Speaking of nutrition he turned towards corruption in government departments, particularly in Bangalore, as an important factor preventing any development despite the resources and the laws.

On Good Governance

A discussion took place on good governance, and Kanchan Bannerjee, Managing Trustee, Akshara Foundation, suggested that government use the good examples already developed by non-profit organizations and put them into effect.
Decentralizing delivery models, government transparency, the shortcomings in our education system in creating children who are inquisitive, and questions of design, structure and leadership entered the dialogue.

Key Value Drivers

The four value drivers that emerged to be taken up at a macro level were:  Governance and Leadership; Education; Health and Wellness; and Data Transparency. The groups were asked to place on record their level of self-belief in these as the issues they must coalesce around, these as the issues which would bring about an actual difference in nurturing and resourcing the children of Bangalore for a self-sustaining life. 
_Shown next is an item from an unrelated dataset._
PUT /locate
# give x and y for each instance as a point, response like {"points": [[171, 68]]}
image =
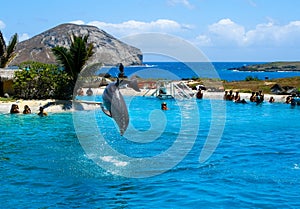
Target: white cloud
{"points": [[2, 24], [185, 3], [134, 27], [228, 33]]}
There was some hesitation, an occasional lack of confidence, a lack of preparedness to commit; there were divergent views, tangential views, a critical note even, sometimes a mismatch with what was on the table and a lack of collectivism. Matt Clarke steered the groups to coherence and clarity and they laid down objectives, actions that would be taken, and a time-frame to achieve them. 

End of Day

The importance of each of the four value drivers were discussed and tangible deliverables were identified. The groups committed to take this creative dialogue forward, agreeing to meet in April 2013, Matt Clarke as catalyst once again. The report concludes that in culmination participants shared their feelings about this experience. The day had been long and packed, but the focus, the thoughts that found expression and the excellent design package of the activities left most of them energized, enriched and inquisitive.